| HN Mirror

• Use defaults. • Use funky shortcut command-line switches like –a, –n, –p, –s, and –i. • Use for to mean foreach. • Run system commands with backticks. ... • Use whatever you think of first. • Get someone else to do the work for you by programming half an implementation and putting it on Github.

I've been dealing with a batch processing task that's written in NodeJS (partly because it was the tool at hand, partly because it does offline a process that can be done online so it's reusing code), and global interpreter locks are definitely introducing some new nuances to my already fairly broad knowledge of performance and concurrency. Broad not in the sense that I am a machine whisperer, but that I include human factors into this and that explodes the surface area of the problem, but also explains quite a lot of failure modes.

In threaded code it's not uncommon to analyze a piece of data and fire off background tasks the moment you encounter them.

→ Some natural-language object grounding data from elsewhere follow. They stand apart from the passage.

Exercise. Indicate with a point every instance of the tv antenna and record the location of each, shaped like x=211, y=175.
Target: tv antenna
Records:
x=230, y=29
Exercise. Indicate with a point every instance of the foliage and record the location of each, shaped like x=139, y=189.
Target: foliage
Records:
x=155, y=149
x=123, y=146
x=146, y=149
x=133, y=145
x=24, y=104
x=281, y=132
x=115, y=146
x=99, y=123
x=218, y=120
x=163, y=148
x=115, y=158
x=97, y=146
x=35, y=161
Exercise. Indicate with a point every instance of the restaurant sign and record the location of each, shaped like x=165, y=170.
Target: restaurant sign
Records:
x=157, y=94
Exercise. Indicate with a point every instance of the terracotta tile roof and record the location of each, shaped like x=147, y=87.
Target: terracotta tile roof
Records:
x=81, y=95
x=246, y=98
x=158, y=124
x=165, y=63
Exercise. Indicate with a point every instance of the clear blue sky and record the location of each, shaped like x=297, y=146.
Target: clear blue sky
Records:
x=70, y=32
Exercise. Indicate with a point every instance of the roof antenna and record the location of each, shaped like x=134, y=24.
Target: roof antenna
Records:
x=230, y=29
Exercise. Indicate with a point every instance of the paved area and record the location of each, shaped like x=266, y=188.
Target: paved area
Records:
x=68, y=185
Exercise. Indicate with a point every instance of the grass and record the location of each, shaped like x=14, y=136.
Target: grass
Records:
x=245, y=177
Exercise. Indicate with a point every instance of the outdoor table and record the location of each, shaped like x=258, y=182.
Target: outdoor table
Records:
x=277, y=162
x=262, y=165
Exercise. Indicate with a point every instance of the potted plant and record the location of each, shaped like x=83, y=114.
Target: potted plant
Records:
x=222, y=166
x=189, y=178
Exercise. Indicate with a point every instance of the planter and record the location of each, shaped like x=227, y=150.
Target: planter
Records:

But if your workload is a DAG instead of a tree, you don't know if the task you fired is needed once, twice, or for every single node. So now you introduce a cache (and if you're a special idiot, you call it Dynamic Programming which it is fucking not) and deal with all of the complexities of that fun problem.

But it turns out in a GIL environment, you're making a lot less forward progress on the overall problem than you think you are because now you're context switching back and forth between two, three, five tasks with separate code and data hotspots, on the same CPU rather than running each on separate cores. It's like the worst implementation of coroutines.

If instead you scan the data and accumulate all the work to be done, and then run those tasks, and then scan the new data and accumulate the next bit of work to be done, you don't lose that much CPU or wall clock time in single threaded async code. What you get in the bargain though is a decomposition of the overall problem that makes it easy to spot improvements such as deduping tasks, dealing with backpressure, adding cache that's more orthogonal, and perhaps most importantly of all, debugging this giant pile of code.

So I've been going around making code faster by making it slower, removing most of the 'clever' and sprinkling a little crypto-cleverness (when the clever thing elicits an 'of course' response) / wisdom on top.